After years of trying to close an airport hated by many local residents, the city of Santa Monica reached a deal with federal officials allowing the city to shut down all operations at the airport by the end of 2028.
That’s a ways off, but the city is celebrating the agreement as a major victory, given the Federal Aviation Administration’s long resistance to the airport’s closure. State Assemblymember and former Santa Monica Mayor Richard Bloom called the deal a “watershed moment in Santa Monica history.”
Residents living near the airport have long complained about the effects of plane noise and pollution on their overall quality of life. And though small carriers and private plane owners have argued the small airport is a necessary hub serving the Westside, city officials have steadfastly advanced plans to shut down the airport and replace much of it with a park.
In August, a federal judge issued a ruling requiring the airport to stay open until at least 2023. The next week, the city council passed a resolution calling for the airport’s closure in 2018, along with a major expansion of the park that already exists at the site.

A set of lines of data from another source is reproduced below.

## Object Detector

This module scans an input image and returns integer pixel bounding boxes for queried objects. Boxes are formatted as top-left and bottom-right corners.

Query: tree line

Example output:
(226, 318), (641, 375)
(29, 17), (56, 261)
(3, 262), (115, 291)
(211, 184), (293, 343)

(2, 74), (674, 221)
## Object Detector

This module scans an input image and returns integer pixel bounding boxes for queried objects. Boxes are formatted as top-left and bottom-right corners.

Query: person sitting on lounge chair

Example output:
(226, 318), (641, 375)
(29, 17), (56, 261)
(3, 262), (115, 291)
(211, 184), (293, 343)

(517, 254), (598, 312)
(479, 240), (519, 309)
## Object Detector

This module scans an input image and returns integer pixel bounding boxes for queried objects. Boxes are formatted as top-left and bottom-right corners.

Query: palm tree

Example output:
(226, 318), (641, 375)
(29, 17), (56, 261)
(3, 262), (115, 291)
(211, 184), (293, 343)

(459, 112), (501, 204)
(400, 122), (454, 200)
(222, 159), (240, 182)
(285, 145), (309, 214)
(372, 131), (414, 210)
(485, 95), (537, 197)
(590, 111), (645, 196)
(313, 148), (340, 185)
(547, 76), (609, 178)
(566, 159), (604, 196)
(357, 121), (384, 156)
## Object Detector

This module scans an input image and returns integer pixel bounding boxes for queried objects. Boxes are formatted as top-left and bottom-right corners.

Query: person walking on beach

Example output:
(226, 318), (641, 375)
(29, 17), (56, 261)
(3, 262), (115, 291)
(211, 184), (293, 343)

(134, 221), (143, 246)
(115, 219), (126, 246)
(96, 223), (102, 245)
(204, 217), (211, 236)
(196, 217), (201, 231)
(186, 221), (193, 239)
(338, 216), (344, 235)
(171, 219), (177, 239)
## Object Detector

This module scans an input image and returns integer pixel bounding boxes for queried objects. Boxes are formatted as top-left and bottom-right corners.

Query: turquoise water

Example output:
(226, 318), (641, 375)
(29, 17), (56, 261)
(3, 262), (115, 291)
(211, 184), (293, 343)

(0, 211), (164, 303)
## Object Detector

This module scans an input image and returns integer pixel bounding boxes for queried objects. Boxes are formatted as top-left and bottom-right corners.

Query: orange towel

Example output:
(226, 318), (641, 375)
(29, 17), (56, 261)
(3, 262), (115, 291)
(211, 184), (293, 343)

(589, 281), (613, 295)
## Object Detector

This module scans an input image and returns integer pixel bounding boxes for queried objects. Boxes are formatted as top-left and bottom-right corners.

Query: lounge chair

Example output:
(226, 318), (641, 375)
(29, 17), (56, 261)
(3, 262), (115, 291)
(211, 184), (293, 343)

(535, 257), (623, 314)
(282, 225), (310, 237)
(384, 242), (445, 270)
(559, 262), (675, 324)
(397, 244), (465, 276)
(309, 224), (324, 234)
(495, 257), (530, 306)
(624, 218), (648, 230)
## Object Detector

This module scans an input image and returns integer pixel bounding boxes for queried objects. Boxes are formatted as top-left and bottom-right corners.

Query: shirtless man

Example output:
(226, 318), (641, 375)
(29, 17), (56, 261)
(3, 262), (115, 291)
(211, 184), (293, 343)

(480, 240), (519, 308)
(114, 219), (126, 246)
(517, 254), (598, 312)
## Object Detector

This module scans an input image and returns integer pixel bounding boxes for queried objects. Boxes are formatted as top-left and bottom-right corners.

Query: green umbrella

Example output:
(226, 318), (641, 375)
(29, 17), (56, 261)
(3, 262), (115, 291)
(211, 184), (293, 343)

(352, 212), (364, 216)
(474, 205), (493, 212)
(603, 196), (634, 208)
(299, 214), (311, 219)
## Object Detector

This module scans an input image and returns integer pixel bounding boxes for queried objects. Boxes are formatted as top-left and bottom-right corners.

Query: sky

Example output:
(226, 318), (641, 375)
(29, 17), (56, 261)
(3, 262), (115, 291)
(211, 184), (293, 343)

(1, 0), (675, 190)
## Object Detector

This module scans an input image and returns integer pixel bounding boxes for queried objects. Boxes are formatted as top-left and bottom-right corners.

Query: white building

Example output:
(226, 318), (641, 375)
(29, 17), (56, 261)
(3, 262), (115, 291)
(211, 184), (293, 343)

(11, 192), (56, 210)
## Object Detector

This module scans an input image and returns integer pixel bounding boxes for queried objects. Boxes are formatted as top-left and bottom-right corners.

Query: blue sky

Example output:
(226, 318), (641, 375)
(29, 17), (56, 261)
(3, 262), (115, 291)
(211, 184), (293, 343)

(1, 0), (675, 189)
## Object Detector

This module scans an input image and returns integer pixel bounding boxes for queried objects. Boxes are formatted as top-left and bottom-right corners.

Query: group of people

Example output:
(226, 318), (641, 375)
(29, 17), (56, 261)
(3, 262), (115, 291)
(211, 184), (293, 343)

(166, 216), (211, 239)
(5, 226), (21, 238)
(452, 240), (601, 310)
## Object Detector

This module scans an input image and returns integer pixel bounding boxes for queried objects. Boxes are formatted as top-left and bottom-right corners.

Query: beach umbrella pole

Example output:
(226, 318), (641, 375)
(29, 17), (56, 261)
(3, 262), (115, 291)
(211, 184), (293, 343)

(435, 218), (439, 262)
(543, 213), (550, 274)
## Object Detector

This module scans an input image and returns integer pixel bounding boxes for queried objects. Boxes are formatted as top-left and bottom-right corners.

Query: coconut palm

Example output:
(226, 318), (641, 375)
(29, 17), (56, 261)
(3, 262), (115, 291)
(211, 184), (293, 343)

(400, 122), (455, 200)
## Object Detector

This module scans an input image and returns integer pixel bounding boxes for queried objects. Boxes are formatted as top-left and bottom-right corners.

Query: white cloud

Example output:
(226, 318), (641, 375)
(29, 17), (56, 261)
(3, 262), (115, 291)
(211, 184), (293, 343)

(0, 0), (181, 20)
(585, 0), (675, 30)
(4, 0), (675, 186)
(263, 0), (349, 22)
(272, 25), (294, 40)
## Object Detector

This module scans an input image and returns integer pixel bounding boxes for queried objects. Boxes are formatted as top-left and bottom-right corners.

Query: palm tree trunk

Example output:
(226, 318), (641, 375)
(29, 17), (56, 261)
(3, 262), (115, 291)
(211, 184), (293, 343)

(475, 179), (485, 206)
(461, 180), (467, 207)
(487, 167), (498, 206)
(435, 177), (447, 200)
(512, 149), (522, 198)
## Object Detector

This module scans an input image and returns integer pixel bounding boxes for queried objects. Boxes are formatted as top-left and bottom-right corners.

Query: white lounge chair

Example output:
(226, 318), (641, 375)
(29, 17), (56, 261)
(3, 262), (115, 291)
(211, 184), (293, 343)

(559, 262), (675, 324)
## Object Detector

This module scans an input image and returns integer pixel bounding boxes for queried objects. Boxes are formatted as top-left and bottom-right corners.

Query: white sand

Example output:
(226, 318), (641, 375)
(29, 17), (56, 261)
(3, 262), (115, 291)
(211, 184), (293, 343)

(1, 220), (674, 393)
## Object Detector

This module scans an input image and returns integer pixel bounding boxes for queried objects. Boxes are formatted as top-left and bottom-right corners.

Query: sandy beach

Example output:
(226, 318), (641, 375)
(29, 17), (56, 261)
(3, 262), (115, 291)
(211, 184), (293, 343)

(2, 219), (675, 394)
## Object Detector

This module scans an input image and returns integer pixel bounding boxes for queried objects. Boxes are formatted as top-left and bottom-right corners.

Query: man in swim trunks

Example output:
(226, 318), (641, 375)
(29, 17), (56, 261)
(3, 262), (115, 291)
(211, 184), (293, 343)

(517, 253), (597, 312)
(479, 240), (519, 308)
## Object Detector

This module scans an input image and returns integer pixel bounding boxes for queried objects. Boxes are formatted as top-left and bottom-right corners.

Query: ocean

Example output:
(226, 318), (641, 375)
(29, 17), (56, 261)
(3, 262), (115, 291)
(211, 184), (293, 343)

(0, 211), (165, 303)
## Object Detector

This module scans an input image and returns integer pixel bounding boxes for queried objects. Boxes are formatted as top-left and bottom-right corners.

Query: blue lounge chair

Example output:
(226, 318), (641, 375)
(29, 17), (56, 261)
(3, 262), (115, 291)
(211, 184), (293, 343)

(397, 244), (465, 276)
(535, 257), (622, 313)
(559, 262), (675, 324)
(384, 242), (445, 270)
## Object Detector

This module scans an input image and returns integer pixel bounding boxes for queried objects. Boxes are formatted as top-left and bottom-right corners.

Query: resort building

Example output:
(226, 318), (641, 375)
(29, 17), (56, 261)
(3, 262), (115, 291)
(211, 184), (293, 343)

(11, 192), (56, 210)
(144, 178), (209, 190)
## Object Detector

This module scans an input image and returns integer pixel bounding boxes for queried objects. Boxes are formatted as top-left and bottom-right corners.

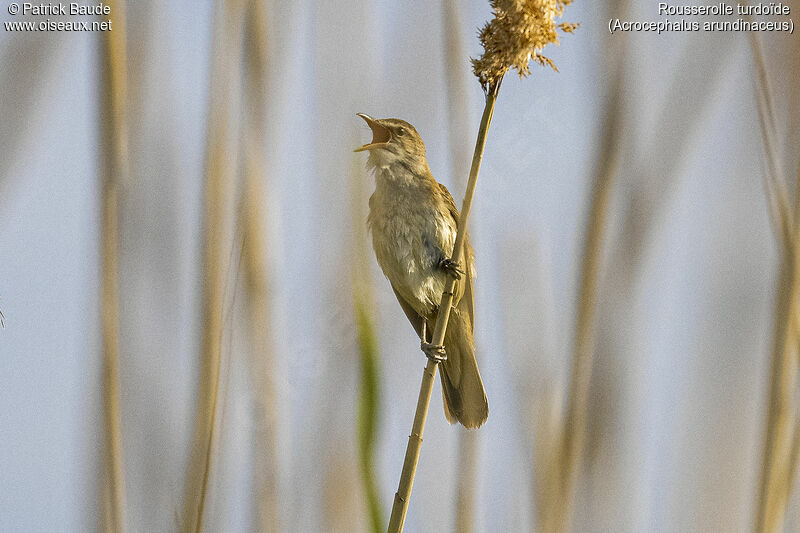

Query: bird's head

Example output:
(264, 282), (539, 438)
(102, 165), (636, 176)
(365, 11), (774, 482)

(355, 114), (427, 168)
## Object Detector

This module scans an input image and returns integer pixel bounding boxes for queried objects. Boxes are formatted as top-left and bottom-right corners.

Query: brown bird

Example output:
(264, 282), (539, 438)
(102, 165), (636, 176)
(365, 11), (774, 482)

(355, 113), (488, 428)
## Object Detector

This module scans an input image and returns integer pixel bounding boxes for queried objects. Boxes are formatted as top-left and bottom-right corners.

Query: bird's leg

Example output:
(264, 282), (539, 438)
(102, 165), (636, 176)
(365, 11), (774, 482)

(439, 257), (464, 279)
(420, 320), (447, 362)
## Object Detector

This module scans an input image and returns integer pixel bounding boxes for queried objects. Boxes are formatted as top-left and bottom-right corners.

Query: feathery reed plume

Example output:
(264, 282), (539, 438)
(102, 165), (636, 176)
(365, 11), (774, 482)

(99, 2), (129, 531)
(241, 2), (282, 532)
(472, 0), (577, 92)
(181, 2), (247, 532)
(350, 149), (384, 533)
(387, 2), (576, 531)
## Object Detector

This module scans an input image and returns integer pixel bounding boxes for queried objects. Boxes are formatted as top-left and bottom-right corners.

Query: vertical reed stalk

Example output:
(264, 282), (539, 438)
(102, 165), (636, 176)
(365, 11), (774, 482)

(241, 2), (281, 532)
(543, 71), (624, 533)
(526, 4), (618, 522)
(754, 164), (800, 532)
(747, 26), (792, 251)
(387, 82), (499, 533)
(182, 1), (246, 531)
(355, 297), (383, 533)
(454, 432), (479, 533)
(242, 146), (281, 533)
(552, 122), (618, 532)
(99, 2), (129, 531)
(756, 187), (800, 533)
(750, 25), (800, 533)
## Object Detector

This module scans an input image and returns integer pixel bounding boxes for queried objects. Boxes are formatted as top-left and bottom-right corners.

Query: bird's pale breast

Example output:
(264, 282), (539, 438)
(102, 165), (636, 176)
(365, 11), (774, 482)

(368, 171), (456, 318)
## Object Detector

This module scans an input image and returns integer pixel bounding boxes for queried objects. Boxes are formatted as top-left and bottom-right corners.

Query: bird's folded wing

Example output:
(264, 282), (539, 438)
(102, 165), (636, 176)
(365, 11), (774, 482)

(437, 182), (475, 332)
(462, 237), (475, 334)
(391, 284), (426, 341)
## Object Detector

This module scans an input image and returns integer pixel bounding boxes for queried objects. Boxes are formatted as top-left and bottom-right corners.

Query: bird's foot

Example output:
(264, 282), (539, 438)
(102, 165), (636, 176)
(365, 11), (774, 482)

(439, 258), (464, 279)
(421, 341), (447, 362)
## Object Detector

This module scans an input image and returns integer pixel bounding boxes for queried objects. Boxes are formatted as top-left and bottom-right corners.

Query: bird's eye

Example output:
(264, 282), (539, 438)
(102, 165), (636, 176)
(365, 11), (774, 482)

(396, 127), (406, 136)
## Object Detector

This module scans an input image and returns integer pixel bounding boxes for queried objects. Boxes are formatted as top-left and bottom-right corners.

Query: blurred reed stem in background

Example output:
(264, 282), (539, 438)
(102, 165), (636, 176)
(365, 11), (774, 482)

(748, 24), (792, 251)
(350, 148), (384, 533)
(537, 62), (623, 533)
(182, 1), (247, 531)
(529, 2), (627, 529)
(441, 2), (480, 530)
(355, 299), (383, 533)
(241, 1), (282, 531)
(750, 25), (800, 533)
(99, 1), (129, 531)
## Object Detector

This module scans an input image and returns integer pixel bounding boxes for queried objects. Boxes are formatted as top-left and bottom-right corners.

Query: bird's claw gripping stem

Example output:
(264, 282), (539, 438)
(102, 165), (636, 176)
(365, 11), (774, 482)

(421, 341), (447, 362)
(419, 321), (446, 362)
(439, 258), (464, 279)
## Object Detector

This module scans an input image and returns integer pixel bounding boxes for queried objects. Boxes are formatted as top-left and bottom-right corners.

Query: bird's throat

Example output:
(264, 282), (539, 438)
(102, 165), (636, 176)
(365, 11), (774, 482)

(368, 151), (431, 186)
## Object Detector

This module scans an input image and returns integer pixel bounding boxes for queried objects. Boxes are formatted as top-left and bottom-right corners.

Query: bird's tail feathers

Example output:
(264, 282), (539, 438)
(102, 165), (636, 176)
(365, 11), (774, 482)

(439, 308), (488, 429)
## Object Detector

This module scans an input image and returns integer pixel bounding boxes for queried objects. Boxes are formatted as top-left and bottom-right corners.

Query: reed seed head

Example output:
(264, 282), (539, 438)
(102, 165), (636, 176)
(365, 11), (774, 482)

(472, 0), (578, 92)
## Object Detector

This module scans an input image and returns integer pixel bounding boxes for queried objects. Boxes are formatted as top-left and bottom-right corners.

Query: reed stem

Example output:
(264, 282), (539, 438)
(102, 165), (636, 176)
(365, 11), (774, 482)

(754, 161), (800, 533)
(750, 23), (800, 533)
(100, 2), (129, 530)
(356, 297), (384, 533)
(387, 81), (499, 533)
(241, 3), (281, 531)
(552, 89), (621, 533)
(181, 2), (246, 531)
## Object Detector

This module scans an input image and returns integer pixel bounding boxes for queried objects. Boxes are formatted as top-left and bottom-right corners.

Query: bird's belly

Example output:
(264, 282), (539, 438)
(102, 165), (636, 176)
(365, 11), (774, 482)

(371, 213), (453, 318)
(395, 260), (446, 318)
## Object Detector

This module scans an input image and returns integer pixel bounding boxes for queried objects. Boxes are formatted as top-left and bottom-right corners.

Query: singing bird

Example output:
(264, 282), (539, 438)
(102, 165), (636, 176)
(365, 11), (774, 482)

(355, 114), (488, 429)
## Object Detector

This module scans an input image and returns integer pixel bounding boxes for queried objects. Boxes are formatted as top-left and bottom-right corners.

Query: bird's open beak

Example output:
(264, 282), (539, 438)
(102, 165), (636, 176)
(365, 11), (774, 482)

(354, 113), (391, 152)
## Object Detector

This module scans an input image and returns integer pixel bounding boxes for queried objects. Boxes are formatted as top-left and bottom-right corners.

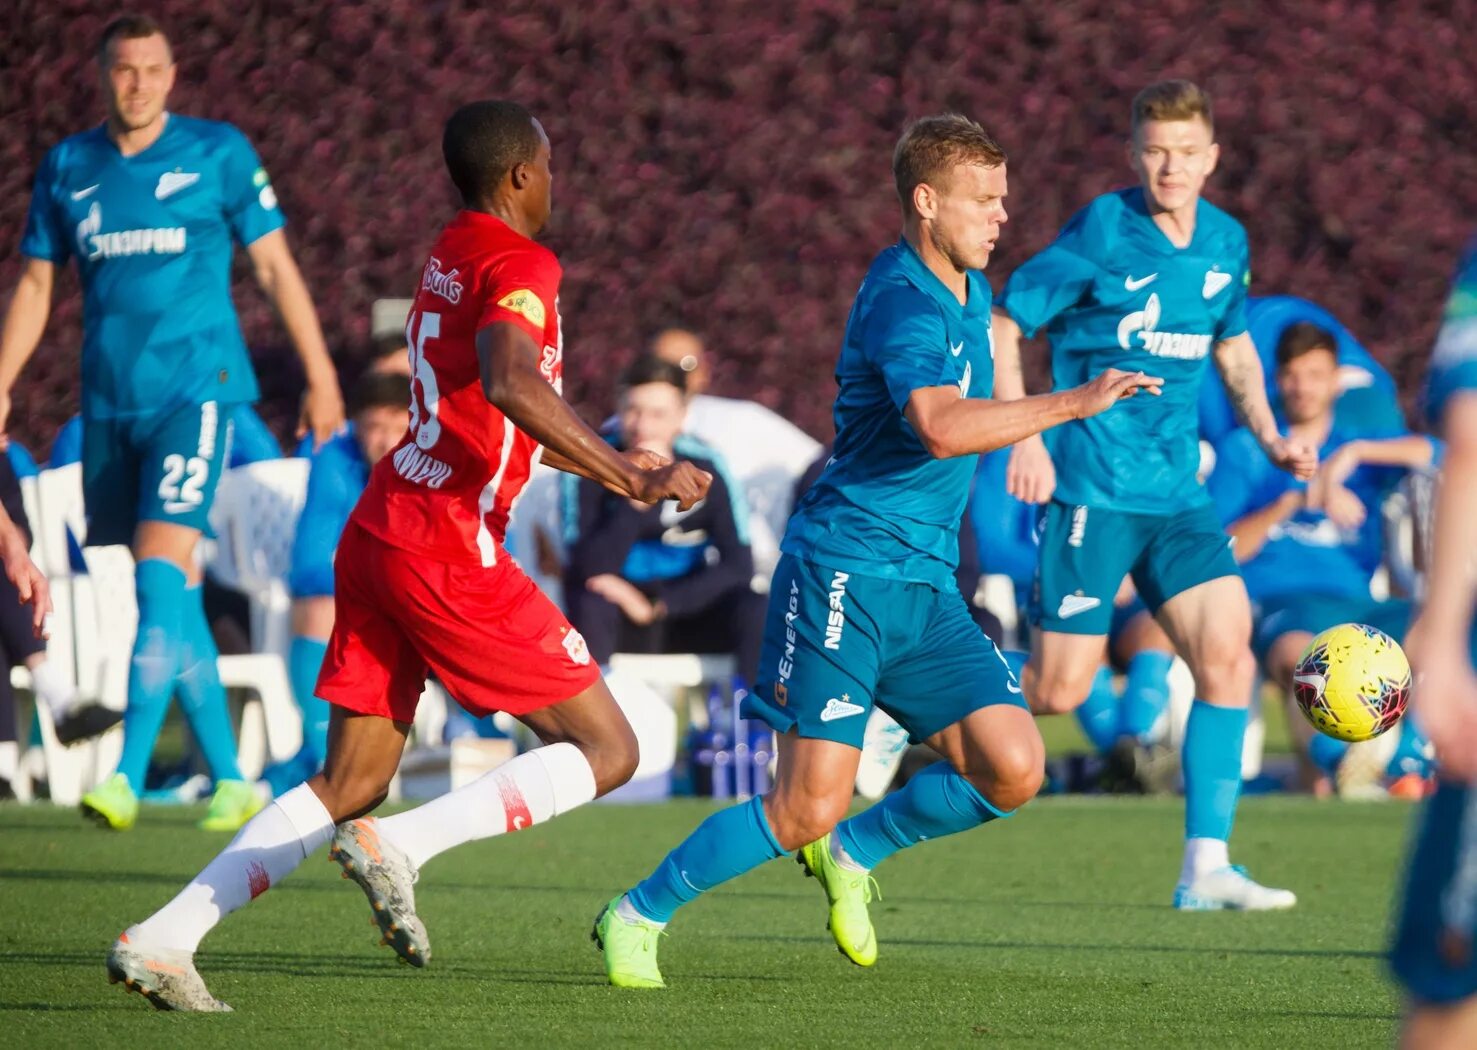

Now, local officials have acquiesced to the FAA’s demands to keep the airport operational for the next decade, but in exchange, the city will be allowed to shorten its runway, limiting the amount of jet traffic able to pass through the airport.
Santa Monica will also be able to provide its own fixed based operation service, meaning that tasks like refueling and maintenance will be carried out by the city itself, rather than a third-party organization.
The deal resolves dozens of court cases between the city and the FAA, and will clear the way for the city to redevelop the land once the airport officially closes on December 31, 2028.